XMitreDefenseBypasses
DEPRECATED in v3.3.0. Will be removed in v4.0.0. List of defensive tools, methodologies, or processes the technique can bypass.
Array of at least 1 'Signature-based detection' | 'Multi-Factor Authentication' | 'Network Intrusion Detection System' | 'Application Control' | 'Host forensic analysis' | 'Exploit Prevention' | 'Signature-based Detection' | 'Data Execution Prevention' | 'Heuristic Detection' | 'File system access controls' | 'File Monitoring' | 'Digital Certificate Validation' | 'Logon Credentials' | 'Firewall' | 'Host Forensic Analysis' | 'Static File Analysis' | 'Heuristic detection' | 'Notarization' | 'System access controls' | 'Binary Analysis' | ... items.
XMitreDetection
DEPRECATED in v3.3.0. Will be removed in v4.0.0. Strategies for identifying if a technique has been used by an adversary.
String which has a minimum length of 1.
XMitreEffectivePermissions
DEPRECATED in v3.3.0. Will be removed in v4.0.0. The level of permissions the adversary will attain by performing the technique
Array of at least 1 'Administrator' | 'SYSTEM' | 'User' | 'root' items.
XMitreImpactType
Denotes if the technique can be used for integrity or availability attacks.
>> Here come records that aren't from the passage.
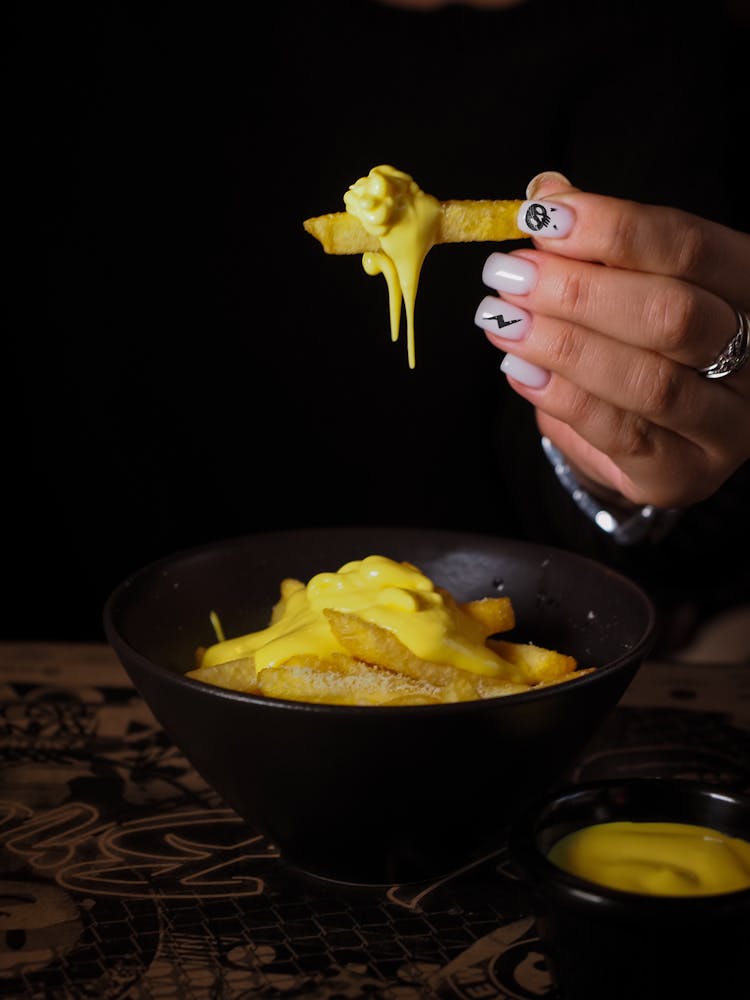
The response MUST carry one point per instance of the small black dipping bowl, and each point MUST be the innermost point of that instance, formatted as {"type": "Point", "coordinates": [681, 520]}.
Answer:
{"type": "Point", "coordinates": [378, 795]}
{"type": "Point", "coordinates": [604, 943]}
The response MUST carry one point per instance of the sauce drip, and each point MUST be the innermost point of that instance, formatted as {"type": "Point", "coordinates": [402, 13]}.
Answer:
{"type": "Point", "coordinates": [391, 206]}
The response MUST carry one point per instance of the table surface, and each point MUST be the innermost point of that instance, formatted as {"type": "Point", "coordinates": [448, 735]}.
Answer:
{"type": "Point", "coordinates": [124, 875]}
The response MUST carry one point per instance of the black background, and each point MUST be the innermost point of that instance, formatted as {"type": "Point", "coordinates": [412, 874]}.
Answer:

Only used in Enterprise domain in the Impact tactic.
Array of at least 1 'Availability' | 'Integrity' items.
XMitreIsSubtechnique
If true, this attack-pattern is a sub-technique
Boolean.
XMitreNetworkRequirements
Requires network to execute the technique
Boolean.
XMitrePermissionsRequired
DEPRECATED in v3.3.0. Will be removed in v4.0.0. The lowest level of permissions the adversary is required to be operating within to perform the technique on a system.
Array of at least 1 'Remote Desktop Users' | 'SYSTEM' | 'Administrator' | 'root' | 'User' items.
XMitreRemoteSupport
DEPRECATED in v3.3.0. Will be removed in v4.0.0. If true, the technique can be used to execute something on a remote system.
Boolean.
XMitreSystemRequirements
DEPRECATED in v3.3.0. Will be removed in v4.0.0. Additional information on requirements the adversary needs to meet or about the state of the system (software, patch level, etc.) that may be required for the technique to work
Array of at least 1 XMitreDetection items.
XMitreTacticType
"Post-Adversary Device Access", "Pre-Adversary Device Access", or "Without Adversary Device Access". Only used in Mobile domain.
Array of at least 1 'Post-Adversary Device Access' | 'Pre-Adversary Device Access' | 'Without Adversary Device Access' items.